Department of Radiology, Ditmanson Medical Foundation Chia-Yi Christian Hospital, Chiayi, Taiwan.
Department of Neurology, Tainan Sin Lau Hospital, Tainan, Taiwan.
Front Public Health. 2022 Sep 29;10:1009164. doi: 10.3389/fpubh.2022.1009164. eCollection 2022.
Identifying patients at high risk of stroke-associated pneumonia (SAP) may permit targeting potential interventions to reduce its incidence.

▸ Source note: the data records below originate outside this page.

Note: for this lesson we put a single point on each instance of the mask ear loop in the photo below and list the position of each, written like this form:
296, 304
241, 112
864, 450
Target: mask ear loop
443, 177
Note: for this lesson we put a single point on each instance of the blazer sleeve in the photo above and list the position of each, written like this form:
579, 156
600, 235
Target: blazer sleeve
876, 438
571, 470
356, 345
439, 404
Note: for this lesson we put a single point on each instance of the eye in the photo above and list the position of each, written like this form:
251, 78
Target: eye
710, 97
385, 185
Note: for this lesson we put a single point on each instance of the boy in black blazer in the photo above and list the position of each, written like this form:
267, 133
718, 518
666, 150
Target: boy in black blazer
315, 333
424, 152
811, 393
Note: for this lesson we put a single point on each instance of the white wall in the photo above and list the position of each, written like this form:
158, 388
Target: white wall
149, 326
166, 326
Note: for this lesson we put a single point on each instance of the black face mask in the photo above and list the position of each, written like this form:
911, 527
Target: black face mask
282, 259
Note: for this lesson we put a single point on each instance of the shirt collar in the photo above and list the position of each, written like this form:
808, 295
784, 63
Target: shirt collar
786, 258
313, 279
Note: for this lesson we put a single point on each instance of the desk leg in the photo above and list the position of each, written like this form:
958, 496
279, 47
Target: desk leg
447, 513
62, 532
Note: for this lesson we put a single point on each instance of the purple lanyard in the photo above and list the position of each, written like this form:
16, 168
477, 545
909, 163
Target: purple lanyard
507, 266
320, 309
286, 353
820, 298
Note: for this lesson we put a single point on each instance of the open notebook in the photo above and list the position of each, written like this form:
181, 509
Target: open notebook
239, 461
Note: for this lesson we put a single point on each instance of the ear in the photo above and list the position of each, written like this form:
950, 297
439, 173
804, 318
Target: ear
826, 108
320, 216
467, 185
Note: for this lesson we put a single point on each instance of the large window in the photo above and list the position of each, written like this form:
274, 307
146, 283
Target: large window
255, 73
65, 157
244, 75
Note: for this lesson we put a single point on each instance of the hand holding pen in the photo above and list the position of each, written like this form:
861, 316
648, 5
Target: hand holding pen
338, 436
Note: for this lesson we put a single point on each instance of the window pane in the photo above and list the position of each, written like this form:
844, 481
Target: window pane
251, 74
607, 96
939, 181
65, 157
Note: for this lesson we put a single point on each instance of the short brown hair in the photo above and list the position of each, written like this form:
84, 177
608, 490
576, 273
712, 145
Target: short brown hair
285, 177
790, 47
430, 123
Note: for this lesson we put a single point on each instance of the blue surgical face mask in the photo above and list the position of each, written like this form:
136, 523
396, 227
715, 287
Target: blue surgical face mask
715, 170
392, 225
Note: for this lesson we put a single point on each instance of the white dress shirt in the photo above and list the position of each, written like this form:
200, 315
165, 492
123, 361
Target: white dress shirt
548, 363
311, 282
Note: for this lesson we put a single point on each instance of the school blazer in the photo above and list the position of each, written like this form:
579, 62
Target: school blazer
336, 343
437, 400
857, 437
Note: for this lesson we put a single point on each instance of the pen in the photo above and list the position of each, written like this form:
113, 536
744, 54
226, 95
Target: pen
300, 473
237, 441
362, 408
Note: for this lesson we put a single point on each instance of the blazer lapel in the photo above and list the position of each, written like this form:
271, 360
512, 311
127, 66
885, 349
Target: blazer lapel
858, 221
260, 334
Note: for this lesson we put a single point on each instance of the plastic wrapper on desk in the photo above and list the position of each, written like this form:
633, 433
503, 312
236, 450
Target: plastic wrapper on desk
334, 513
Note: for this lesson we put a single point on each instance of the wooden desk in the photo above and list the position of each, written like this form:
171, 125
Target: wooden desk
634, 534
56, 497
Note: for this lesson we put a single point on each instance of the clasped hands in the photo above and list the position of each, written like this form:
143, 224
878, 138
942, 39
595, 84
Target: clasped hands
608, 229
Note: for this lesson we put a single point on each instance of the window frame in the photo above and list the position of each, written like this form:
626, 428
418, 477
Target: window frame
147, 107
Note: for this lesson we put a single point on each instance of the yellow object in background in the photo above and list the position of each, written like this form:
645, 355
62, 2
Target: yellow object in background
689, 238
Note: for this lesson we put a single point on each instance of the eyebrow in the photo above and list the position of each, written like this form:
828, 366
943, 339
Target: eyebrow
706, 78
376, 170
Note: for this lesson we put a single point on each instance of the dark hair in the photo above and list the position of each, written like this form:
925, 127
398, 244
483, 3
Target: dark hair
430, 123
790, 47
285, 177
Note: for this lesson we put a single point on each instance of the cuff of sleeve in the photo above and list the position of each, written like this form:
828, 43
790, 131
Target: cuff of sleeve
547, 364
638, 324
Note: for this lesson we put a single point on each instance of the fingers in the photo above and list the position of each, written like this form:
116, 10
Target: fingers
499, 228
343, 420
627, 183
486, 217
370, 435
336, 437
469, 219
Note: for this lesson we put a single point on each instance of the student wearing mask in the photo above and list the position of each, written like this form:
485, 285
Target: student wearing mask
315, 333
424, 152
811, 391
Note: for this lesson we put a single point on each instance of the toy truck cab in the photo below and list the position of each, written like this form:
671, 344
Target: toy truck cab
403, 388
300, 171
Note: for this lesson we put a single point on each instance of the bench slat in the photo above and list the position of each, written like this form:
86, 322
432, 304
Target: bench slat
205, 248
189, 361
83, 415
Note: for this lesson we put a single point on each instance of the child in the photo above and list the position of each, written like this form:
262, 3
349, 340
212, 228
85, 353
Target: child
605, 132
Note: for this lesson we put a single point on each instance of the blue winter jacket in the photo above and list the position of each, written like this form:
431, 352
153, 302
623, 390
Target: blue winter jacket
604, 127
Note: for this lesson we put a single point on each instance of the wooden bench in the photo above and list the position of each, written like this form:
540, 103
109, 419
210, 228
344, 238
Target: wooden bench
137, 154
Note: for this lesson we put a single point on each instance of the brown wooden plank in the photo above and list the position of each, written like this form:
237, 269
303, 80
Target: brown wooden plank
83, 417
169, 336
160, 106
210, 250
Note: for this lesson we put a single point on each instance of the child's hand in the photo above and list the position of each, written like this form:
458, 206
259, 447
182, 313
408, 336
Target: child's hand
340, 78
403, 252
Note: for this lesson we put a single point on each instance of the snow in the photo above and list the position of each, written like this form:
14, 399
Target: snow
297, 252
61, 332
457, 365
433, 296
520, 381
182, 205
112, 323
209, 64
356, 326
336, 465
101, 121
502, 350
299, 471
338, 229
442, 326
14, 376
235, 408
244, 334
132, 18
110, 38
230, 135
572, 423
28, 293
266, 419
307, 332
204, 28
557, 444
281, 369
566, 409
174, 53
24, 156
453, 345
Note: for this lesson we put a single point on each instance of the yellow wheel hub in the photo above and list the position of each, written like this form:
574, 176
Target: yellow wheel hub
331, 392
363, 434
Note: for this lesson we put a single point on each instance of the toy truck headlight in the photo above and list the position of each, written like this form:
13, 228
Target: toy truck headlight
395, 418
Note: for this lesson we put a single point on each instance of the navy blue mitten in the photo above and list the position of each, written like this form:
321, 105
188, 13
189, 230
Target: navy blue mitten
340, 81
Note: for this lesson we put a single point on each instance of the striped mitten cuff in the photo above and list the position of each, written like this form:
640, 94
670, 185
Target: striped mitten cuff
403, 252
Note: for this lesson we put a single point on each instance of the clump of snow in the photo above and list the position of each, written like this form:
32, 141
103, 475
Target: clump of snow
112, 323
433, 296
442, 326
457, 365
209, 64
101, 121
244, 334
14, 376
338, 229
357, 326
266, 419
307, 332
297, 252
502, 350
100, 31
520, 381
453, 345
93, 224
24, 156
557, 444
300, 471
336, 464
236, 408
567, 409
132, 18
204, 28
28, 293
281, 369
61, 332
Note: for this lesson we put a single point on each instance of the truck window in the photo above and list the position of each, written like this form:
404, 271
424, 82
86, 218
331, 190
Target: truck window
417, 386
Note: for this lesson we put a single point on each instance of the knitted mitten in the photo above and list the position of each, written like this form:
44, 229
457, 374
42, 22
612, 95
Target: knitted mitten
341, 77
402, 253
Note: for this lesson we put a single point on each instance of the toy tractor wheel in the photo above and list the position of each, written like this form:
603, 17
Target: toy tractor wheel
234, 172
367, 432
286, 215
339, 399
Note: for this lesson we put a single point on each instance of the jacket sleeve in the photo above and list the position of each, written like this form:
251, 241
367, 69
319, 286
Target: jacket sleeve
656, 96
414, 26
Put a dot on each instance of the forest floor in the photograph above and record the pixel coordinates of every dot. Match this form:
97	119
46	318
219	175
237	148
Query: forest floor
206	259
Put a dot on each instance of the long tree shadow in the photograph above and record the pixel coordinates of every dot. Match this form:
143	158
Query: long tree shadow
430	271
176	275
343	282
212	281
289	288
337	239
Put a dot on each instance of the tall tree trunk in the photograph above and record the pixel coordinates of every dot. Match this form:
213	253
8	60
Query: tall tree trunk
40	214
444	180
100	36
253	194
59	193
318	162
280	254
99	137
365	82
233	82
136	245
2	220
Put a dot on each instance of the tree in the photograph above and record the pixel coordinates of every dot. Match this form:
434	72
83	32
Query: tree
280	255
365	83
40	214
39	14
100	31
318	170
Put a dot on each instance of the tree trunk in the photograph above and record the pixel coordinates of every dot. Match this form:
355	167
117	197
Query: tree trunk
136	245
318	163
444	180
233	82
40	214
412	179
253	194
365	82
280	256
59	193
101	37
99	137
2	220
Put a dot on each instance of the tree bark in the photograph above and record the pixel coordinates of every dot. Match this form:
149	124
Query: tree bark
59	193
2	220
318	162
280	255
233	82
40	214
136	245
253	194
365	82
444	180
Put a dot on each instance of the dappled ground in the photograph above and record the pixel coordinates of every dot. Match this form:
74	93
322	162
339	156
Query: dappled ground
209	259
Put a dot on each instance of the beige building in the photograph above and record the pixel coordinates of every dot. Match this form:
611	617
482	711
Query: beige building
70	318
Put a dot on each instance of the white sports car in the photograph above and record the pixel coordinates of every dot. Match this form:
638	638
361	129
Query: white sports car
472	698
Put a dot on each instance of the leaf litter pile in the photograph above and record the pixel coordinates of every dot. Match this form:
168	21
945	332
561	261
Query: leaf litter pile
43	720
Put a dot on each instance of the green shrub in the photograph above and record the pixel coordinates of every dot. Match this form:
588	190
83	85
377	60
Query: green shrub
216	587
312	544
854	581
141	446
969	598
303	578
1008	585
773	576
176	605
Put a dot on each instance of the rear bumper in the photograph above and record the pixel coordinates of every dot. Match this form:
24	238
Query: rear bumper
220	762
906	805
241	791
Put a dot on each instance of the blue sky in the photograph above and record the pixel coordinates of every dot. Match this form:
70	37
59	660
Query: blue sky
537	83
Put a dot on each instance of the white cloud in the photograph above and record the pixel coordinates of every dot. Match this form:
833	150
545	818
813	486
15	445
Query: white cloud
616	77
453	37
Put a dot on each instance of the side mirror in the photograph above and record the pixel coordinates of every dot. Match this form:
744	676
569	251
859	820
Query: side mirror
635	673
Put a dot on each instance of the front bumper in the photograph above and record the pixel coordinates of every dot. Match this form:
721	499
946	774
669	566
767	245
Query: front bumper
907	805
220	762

We aimed to explore the functionality of machine learning (ML) and natural language processing techniques on structured data and unstructured clinical text to predict SAP by comparing it to conventional risk scores.
Linked data between a hospital stroke registry and a deidentified research-based database including electronic health records and administrative claims data was used. Natural language processing was applied to extract textual features from clinical notes. The random forest algorithm was used to build ML models. The predictive performance of ML models was compared with the ADS, ISAN, PNA, and ACDD scores using the area under the receiver operating characteristic curve (AUC).
Among 5,913 acute stroke patients hospitalized between Oct 2010 and Sep 2021, 450 (7.6%) developed SAP within the first 7 days after stroke onset. The ML model based on both textual features and structured variables had the highest AUC [0.840, 95% confidence interval (CI) 0.806-0.875], significantly higher than those of the ML model based on structured variables alone (0.828, 95% CI 0.793-0.863, = 0.040), ACDD (0.807, 95% CI 0.766-0.849, = 0.041), ADS (0.803, 95% CI 0.762-0.845, = 0.013), ISAN (0.795, 95% CI 0.752-0.837, = 0.009), and PNA (0.778, 95% CI 0.735-0.822, < 0.001). All models demonstrated adequate calibration except for the ADS score.
The ML model based on both textural features and structured variables performed better than conventional risk scores in predicting SAP. The workflow used to generate ML prediction models can be disseminated for local adaptation by individual healthcare organizations.
识别发生卒中相关性肺炎(SAP)风险较高的患者,可能有助于针对该疾病采取潜在干预措施,以降低其发病率。我们旨在通过与传统风险评分比较,探索机器学习(ML)和自然语言处理技术在结构化数据和非结构化临床文本上的功能,以预测 SAP。
利用医院卒中登记处与一个去识别的以研究为基础的数据库之间的关联数据,该数据库包括电子健康记录和管理索赔数据。自然语言处理被用于从临床记录中提取文本特征。随机森林算法被用于构建 ML 模型。使用接受者操作特征曲线下面积(AUC)比较 ML 模型与 ADS、ISAN、PNA 和 ACDD 评分的预测性能。
在 2010 年 10 月至 2021 年 9 月间住院的 5913 例急性卒中患者中,450 例(7.6%)在卒中发病后 7 天内发生 SAP。基于文本特征和结构化变量的 ML 模型具有最高的 AUC[0.840,95%置信区间(CI)0.806-0.875],显著高于仅基于结构化变量的 ML 模型(0.828,95%CI 0.793-0.863,=0.040)、ACDD(0.807,95%CI 0.766-0.849,=0.041)、ADS(0.803,95%CI 0.762-0.845,=0.013)、ISAN(0.795,95%CI 0.752-0.837,=0.009)和 PNA(0.778,95%CI 0.735-0.822,<0.001)。所有模型的校准情况均良好,除了 ADS 评分。
基于文本特征和结构化变量的 ML 模型在预测 SAP 方面优于传统风险评分。用于生成 ML 预测模型的工作流程可由单个医疗机构传播并进行本地化调整。